The issue under consideration was partly dealt with under issue 2 above. I shall adopt my reasoning and conclusion in the said issue. In this appeal I have held that the 2nd Appellant was not privy to the term loan agreement that gave rise to this action. It is the law that a person who is a stranger to the consideration of a contract but who stood in such near relationship to the party from whom the consideration proceeds does not because of that become liable to be sued upon the contract and he cannot sue personally in respect of the contract. See – Makwe vs. Nwukor (supra).

According to decided authorities, it is the tradition for human beings to negotiate and execute agreements for on behalf of the company and where such agreement is so executed by a person in authority; the company is liable or deemed to be liable for the act or acts of the company.
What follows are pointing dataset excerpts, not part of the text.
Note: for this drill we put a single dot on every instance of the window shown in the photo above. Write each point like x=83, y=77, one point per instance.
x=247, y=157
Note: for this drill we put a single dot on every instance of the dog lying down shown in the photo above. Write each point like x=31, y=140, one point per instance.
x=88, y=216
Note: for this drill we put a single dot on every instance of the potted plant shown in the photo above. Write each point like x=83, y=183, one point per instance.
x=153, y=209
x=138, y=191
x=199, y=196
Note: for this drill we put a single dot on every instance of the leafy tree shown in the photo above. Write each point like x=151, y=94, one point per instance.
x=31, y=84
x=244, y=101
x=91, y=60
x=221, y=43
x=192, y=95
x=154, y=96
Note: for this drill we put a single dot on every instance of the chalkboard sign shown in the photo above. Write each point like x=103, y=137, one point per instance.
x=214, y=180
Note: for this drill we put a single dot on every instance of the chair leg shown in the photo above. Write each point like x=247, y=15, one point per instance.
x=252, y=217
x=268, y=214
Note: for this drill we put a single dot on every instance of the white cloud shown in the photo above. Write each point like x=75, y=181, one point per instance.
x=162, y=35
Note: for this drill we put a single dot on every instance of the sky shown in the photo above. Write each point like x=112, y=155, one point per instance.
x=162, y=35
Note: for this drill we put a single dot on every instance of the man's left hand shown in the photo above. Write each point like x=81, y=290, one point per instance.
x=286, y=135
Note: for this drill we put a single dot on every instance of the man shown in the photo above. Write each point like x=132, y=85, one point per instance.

In the instant appeal, although the Appellants admitted some paragraphs of the Statement of Claim of the Respondent at the lower Court where it was stated that the loan was applied for by the 2nd Appellant who signed the loan agreement and accepted the terms cum conditions attached

to the loan.

In this case all that the 2nd Appellant did was done on behalf of the 1st Appellant, therefore the 2nd Appellant was not a party to the contract between the 1st Appellant and the Respondent I therefore agree with the submission of Learned Counsel for the Appellant that a person who is not a party to a contract such as the 2nd Appellant can neither be sued nor made liable under the contract See – Makwe v. Nwukor (supra).

In view of the foregoing, it is my view that the 2nd Appellant not being a party to the contract which resulted in this action, the Respondent cannot have a reasonable cause of action against him.

This issue is also resolved in favour of the Appellants and against the Respondent

Issue 4

Whether the lower Court had jurisdiction to hear and determine the matter on merit.

The Learned Counsel for the Appellant repeated his submission on issue 1 herein.

The Learned Counsel for the Respondent also adopted all his submissions on Issue No.1.

In this appeal I have carefully considered the submissions of Learned Counsel for both parties,

This issue of whether the lower Court had jurisdiction to hear and determine this matter on merit was premised on the submission that the cause of action of the Respondent was already statute barred before the suit was instituted at the lower Court.

I have dealt extensively with this issue of whether or not the Respondent’s action at the lower Court was statute barred.

I shall adopt my reasoning and conclusions in the said issue 1. In the circumstance it is my humble view that the Respondent’s suit was not statute barred as at 11/6/2001 when it was commenced at the lower Court.

Therefore the lower Court had jurisdiction to hear and determine this matter on the merit.

This issue is also resolved in favour of the Respondent and against the Appellant.

In the final analysis, this appeal succeeds in part. Consequently the Judgment of the lower Court as far as the 2nd Appellant is concerned is hereby set aside. In its place the suit against the 2nd Appellant is hereby struck out. But as far as the 1st Appellant is concerned the trial Court’s Judgment against it is hereby affirmed and its appeal dismissed.